O software transcreve e interpreta a interação, sugere diagnósticos possíveis e elabora um plano de tratamento preliminar. Só então um médico revisa as recomendações para validar ou corrigir. “Nosso foco está no que podemos fazer para tirarmos o médico da consulta”, afirma Jared Goodner, CTO da Akido, à MIT Technology Review.
De acordo com Goodner, a estratégia multiplica a produtividade: médicos conseguem atender de quatro a cinco vezes mais pacientes. Em um contexto no qual o público do Medicaid está envelhecendo e com saúde cada vez mais frágil, a eficiência ganha caráter de urgência para manter a rede de cuidados.
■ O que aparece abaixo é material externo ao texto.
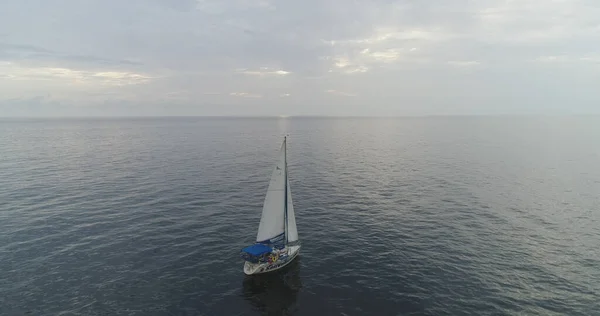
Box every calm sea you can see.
[0,117,600,316]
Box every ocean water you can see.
[0,117,600,316]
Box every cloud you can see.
[0,62,153,86]
[229,92,262,98]
[447,60,481,67]
[236,67,291,77]
[0,0,600,116]
[534,54,600,64]
[325,89,356,97]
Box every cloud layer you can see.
[0,0,600,116]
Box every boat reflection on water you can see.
[243,257,302,315]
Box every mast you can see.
[283,136,288,244]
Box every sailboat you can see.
[241,137,300,275]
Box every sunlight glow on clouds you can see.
[0,0,600,116]
[0,62,152,86]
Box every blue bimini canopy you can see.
[242,244,273,256]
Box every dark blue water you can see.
[0,117,600,316]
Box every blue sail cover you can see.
[242,244,273,256]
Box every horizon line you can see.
[0,113,600,120]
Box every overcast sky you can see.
[0,0,600,116]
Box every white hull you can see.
[244,245,300,275]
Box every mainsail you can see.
[256,141,288,246]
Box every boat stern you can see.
[244,261,265,275]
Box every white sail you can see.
[256,141,285,242]
[287,180,298,243]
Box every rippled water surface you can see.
[0,117,600,316]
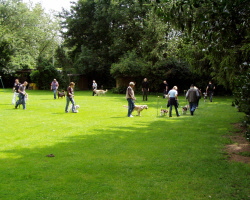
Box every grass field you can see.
[0,89,250,200]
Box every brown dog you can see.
[133,105,148,116]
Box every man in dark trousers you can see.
[206,81,215,102]
[162,80,168,99]
[186,84,199,115]
[142,78,149,101]
[126,82,136,117]
[15,81,28,110]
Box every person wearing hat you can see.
[50,79,59,99]
[65,82,76,113]
[186,84,199,115]
[126,82,136,117]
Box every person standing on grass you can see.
[206,81,215,102]
[92,80,97,96]
[65,82,76,113]
[15,81,28,110]
[162,80,168,99]
[12,79,21,105]
[168,86,180,117]
[194,86,202,108]
[50,79,59,99]
[186,84,199,115]
[142,78,149,101]
[126,82,136,117]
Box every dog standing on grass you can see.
[182,105,189,115]
[57,90,65,99]
[93,89,108,96]
[123,105,148,116]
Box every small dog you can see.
[69,105,80,113]
[203,92,207,102]
[161,109,168,116]
[123,105,148,116]
[182,105,189,115]
[132,105,148,116]
[94,89,108,96]
[57,90,65,99]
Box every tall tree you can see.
[0,0,59,73]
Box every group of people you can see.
[12,79,28,110]
[126,78,215,117]
[12,78,215,117]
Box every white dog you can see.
[69,105,80,113]
[94,89,108,96]
[182,105,189,115]
[123,105,148,116]
[132,105,148,116]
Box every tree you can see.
[0,0,59,73]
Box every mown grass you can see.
[0,89,250,200]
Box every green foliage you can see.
[234,67,250,115]
[30,59,66,90]
[0,89,250,200]
[112,86,127,94]
[0,0,59,73]
[110,51,147,77]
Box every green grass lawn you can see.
[0,89,250,200]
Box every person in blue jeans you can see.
[206,81,215,102]
[50,79,59,99]
[65,82,76,113]
[186,84,199,115]
[126,82,136,117]
[15,81,28,110]
[168,86,180,117]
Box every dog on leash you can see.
[69,105,80,113]
[133,105,148,116]
[57,90,65,99]
[94,89,108,96]
[123,105,148,116]
[182,105,189,115]
[161,109,168,116]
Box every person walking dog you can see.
[168,86,180,117]
[15,81,28,110]
[126,82,136,117]
[186,84,199,115]
[65,82,76,113]
[50,79,59,99]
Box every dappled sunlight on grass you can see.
[0,90,249,200]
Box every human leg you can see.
[209,92,213,102]
[65,96,70,112]
[127,99,135,117]
[53,90,57,99]
[169,104,173,117]
[12,92,19,105]
[174,105,180,117]
[70,98,75,113]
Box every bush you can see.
[30,66,65,90]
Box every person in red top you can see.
[65,82,76,113]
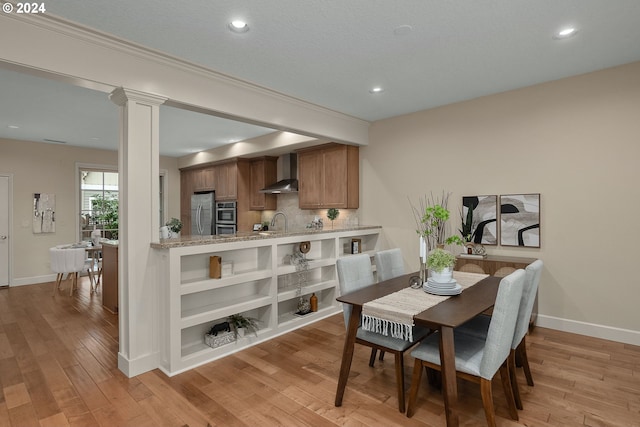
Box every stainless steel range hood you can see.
[260,153,298,194]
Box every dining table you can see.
[335,273,501,427]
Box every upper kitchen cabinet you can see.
[298,143,360,209]
[215,161,238,201]
[249,156,278,211]
[188,167,216,193]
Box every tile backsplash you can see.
[262,193,359,230]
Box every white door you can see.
[0,176,11,286]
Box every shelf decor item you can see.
[204,322,236,348]
[327,208,340,228]
[165,218,182,238]
[291,242,311,315]
[227,313,258,340]
[209,255,222,279]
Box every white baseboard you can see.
[118,352,160,378]
[536,314,640,346]
[11,273,57,287]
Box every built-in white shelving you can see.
[154,228,381,375]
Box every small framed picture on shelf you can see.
[351,239,362,254]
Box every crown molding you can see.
[4,13,370,126]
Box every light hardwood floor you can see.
[0,279,640,427]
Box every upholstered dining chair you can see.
[407,270,525,427]
[336,254,431,412]
[456,260,543,409]
[49,245,87,296]
[374,248,405,282]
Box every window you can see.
[80,168,118,240]
[77,165,168,241]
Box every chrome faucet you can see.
[270,211,288,232]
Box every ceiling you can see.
[0,0,640,157]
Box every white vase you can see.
[431,267,453,283]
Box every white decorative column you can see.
[109,88,166,377]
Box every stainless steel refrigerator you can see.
[191,191,216,236]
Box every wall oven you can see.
[216,223,237,235]
[216,202,237,234]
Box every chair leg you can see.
[480,378,496,427]
[516,342,533,387]
[424,366,442,389]
[53,273,64,297]
[500,358,518,421]
[396,353,405,412]
[69,272,78,297]
[507,349,522,409]
[369,347,378,368]
[407,359,422,418]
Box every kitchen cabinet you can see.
[249,156,278,211]
[180,159,260,235]
[298,143,360,209]
[455,255,538,328]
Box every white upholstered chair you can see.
[407,270,525,427]
[375,248,405,282]
[337,254,431,412]
[456,260,543,409]
[49,245,87,296]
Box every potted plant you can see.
[165,218,182,237]
[327,208,340,228]
[427,249,456,283]
[227,313,258,339]
[411,192,464,252]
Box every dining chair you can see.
[49,245,87,296]
[374,248,405,282]
[407,270,525,427]
[457,260,543,409]
[85,246,102,294]
[336,254,431,412]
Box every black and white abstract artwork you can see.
[462,195,498,245]
[500,193,540,248]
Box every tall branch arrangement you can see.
[409,191,462,251]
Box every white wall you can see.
[0,139,180,285]
[360,63,640,344]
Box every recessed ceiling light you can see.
[229,19,249,33]
[553,27,578,40]
[393,25,413,36]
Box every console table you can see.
[455,255,538,329]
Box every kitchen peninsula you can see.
[151,226,382,376]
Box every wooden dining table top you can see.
[337,273,501,329]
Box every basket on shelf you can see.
[204,331,236,348]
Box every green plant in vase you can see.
[427,249,456,273]
[427,249,456,283]
[327,208,340,228]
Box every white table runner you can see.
[362,271,489,341]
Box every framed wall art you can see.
[33,193,56,234]
[500,193,540,248]
[462,195,498,245]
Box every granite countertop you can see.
[151,225,381,249]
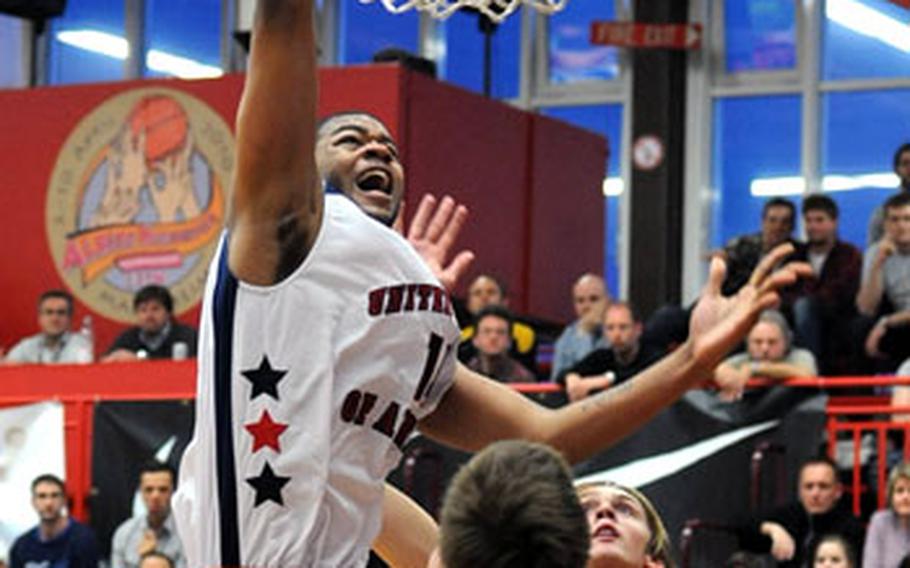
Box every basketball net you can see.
[360,0,568,23]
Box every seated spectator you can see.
[788,194,863,373]
[550,274,610,380]
[466,306,537,383]
[866,142,910,246]
[102,284,196,362]
[577,482,675,568]
[856,193,910,371]
[812,534,860,568]
[430,440,590,568]
[9,474,98,568]
[737,457,863,568]
[863,462,910,568]
[4,290,94,363]
[720,197,796,296]
[111,462,186,568]
[714,310,818,398]
[458,274,537,374]
[557,302,662,401]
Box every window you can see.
[48,0,130,84]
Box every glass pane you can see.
[47,0,130,85]
[541,104,623,298]
[822,0,910,80]
[338,0,420,64]
[724,0,798,73]
[0,16,28,87]
[145,0,221,79]
[821,90,910,248]
[547,0,619,85]
[439,10,521,99]
[711,96,804,247]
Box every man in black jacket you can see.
[738,457,865,568]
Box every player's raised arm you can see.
[229,0,323,284]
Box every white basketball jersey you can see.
[174,194,459,568]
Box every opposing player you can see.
[174,0,808,567]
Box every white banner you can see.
[0,402,66,558]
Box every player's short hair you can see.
[133,284,174,314]
[439,440,590,568]
[803,193,840,220]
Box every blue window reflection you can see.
[822,0,910,79]
[724,0,797,73]
[144,0,221,79]
[547,0,619,85]
[821,89,910,248]
[47,0,129,84]
[711,96,803,247]
[338,0,420,64]
[541,104,623,298]
[439,10,521,98]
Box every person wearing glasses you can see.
[3,290,93,364]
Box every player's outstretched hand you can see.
[689,243,812,370]
[406,194,474,292]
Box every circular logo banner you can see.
[45,88,234,322]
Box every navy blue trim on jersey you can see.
[212,237,240,566]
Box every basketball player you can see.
[174,0,808,568]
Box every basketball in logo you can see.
[46,88,234,322]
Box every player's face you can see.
[579,486,663,568]
[468,276,503,314]
[803,210,837,244]
[32,481,66,522]
[761,207,793,247]
[747,321,787,361]
[572,277,607,318]
[316,115,404,223]
[136,300,171,333]
[891,477,910,519]
[38,298,70,337]
[604,306,641,351]
[139,471,174,515]
[799,463,841,515]
[474,316,509,355]
[815,540,850,568]
[885,205,910,247]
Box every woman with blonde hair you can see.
[863,462,910,568]
[576,482,675,568]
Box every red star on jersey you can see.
[243,410,288,453]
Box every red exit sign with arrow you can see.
[591,22,701,49]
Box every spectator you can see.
[557,302,662,401]
[738,457,863,568]
[5,290,93,363]
[721,197,796,295]
[856,192,910,371]
[102,284,196,362]
[550,274,610,380]
[467,305,537,383]
[714,310,818,398]
[9,474,98,568]
[812,535,860,568]
[866,142,910,246]
[458,274,537,374]
[863,462,910,568]
[577,482,674,568]
[111,462,186,568]
[790,194,863,373]
[430,440,590,568]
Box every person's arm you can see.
[228,0,323,285]
[420,245,811,462]
[856,239,894,316]
[373,484,439,568]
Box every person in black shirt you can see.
[556,302,662,401]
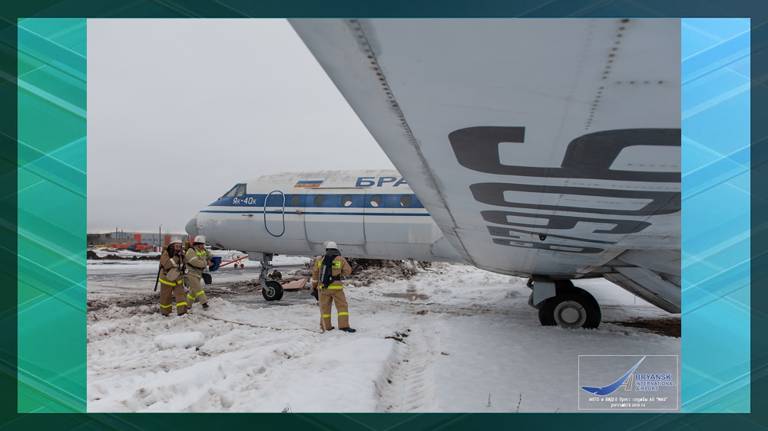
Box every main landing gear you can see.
[528,277,602,328]
[259,253,283,301]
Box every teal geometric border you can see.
[0,6,768,431]
[17,18,86,413]
[681,18,750,413]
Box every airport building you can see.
[88,230,187,251]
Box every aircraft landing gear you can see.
[259,253,283,301]
[529,279,602,328]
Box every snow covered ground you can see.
[88,258,680,412]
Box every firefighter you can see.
[312,241,355,332]
[158,241,189,316]
[184,235,211,309]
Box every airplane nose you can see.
[184,217,199,237]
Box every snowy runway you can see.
[88,261,680,412]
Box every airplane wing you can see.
[291,19,680,311]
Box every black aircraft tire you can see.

Apesar dos benefícios apontados, especialistas apontam preocupações. Para eles, transferir parte do raciocínio clínico para a IA envolve riscos, já que há um abismo de conhecimento entre médicos e sistemas automatizados. Embora tecnologias similares já estejam presentes em exames preventivos e ferramentas de apoio, nesses casos a função da IA é auxiliar — não substituir.
O ScopeAI, no entanto, busca assumir tarefas centrais de uma consulta: coletar histórico, propor diagnósticos e indicar o mais provável, muitas vezes com pouca intervenção médica. Essa mudança gera uma série de alertas:
– Possibilidade de diagnósticos equivocados devido à lacuna entre IA e médicos.
– Viés de automação, quando médicos tendem a seguir as sugestões da máquina sem questionar.
– Falta de estudos robustos sobre segurança e eficácia.
– Perda da dimensão humana no atendimento.
– Ausência de clareza para pacientes quanto ao papel real da IA.
– Risco de desigualdade entre pacientes do Medicaid e os de outros planos.
Durante a consulta, o assistente conduz perguntas sugeridas pelo sistema, que ajusta o roteiro de acordo com as respostas. No fim, o ScopeAI produz um resumo com até três diagnósticos principais e outros secundários.
O software também aponta possíveis encaminhamentos, indicações de medicamentos e apresenta justificativas que embasam cada conclusão.
Atualmente, o sistema está em uso em clínicas de cardiologia, endocrinologia e atenção primária, além de equipes da Akido dedicadas ao atendimento de pessoas em situação de rua em Los Angeles.